'Variants' and Chromosome Modelling from Jeremy J Carroll on 2013-03-21 (public-semweb-lifesci@w3.org from March 2013)

From: Jeremy J Carroll <jjc@syapse.com>
Date: Thu, 21 Mar 2013 15:00:42 -0700
To: w3c semweb HCLS <public-semweb-lifesci@w3.org>
Message-Id: <288EDA40-5274-4725-9E74-FC9EFF726008@syapse.com>

Jerven suggests:

"instead of saying chrM it would have been solved by
using http://my.lab.org/confidential/patientXXYYZZ/genome/sampleXX/ChrM/assemblyTTv43/VariantCalls5"

rather than continuing the philosophical/theological threads ….
I am interested in this practical question.

chrM as an address

I am wanting to represent bases on chrM, how should do I do this?

My current intent is to continue with the model and the ontology implicit in the VCF format (1000 genomes) and make somewhat more explicit.

In this model "chrM: 5000 - 5003" identifies 4 bases (inclusive end point) in the mitochondrial DNA in some reference assembly …. if I have understood correctly, and the items of interest to be modeled are variations against that reference assembly. In this model, we may choose to use an address like "chrM: 5000 - 5003" to identify some part of a reference assembly from which the current experimental assembly differs.

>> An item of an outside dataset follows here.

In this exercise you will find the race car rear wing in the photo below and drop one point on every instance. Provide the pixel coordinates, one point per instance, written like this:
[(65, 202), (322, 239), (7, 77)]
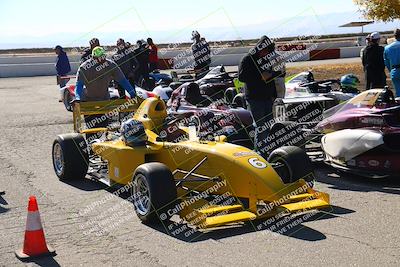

In this way of thinking, I am not really interested in an assembly of ChrM for patient XXYZZ's sampleXX, and so Jerven URI to refer to that is not so useful.
I guess I am surprised to see Jerven suggesting a URI in which the assembly is part of the ChrM rather than the other way round.

variants, defaults, non-monotonic reasoning

Part of my problem here is to do with defaults and diffs and knowledge and modeling ….
In general, the smart money likes monotonic reasoning as opposed to non-monotonic reasoning; because of reasoning tractability issues. Defaults, diffs, variants, all tend to non monotonic reasoning, or closed world assumptions or … since if I have not been told that a particular sample's assembly has a variant from the reference assembly at a particular position then I effectively assume that the base in my sample's assembly is the same as the base in the reference assembly. In practice this is then an issue when the quality of the non-variant call is questionable. (see
https://sites.google.com/site/gvcftools/home/about-gvcf
concerning non-variant sites)

My gut feel is that these concerns, while theoretically well-founded, are practically irrelevant - we simply need to engineer our knowledge systems so that we do have 'complete' variant information, and some awareness that any individual call (either variant or non-variant) may be wrong. 'complete' may have a rather parochial system-specific meaning ...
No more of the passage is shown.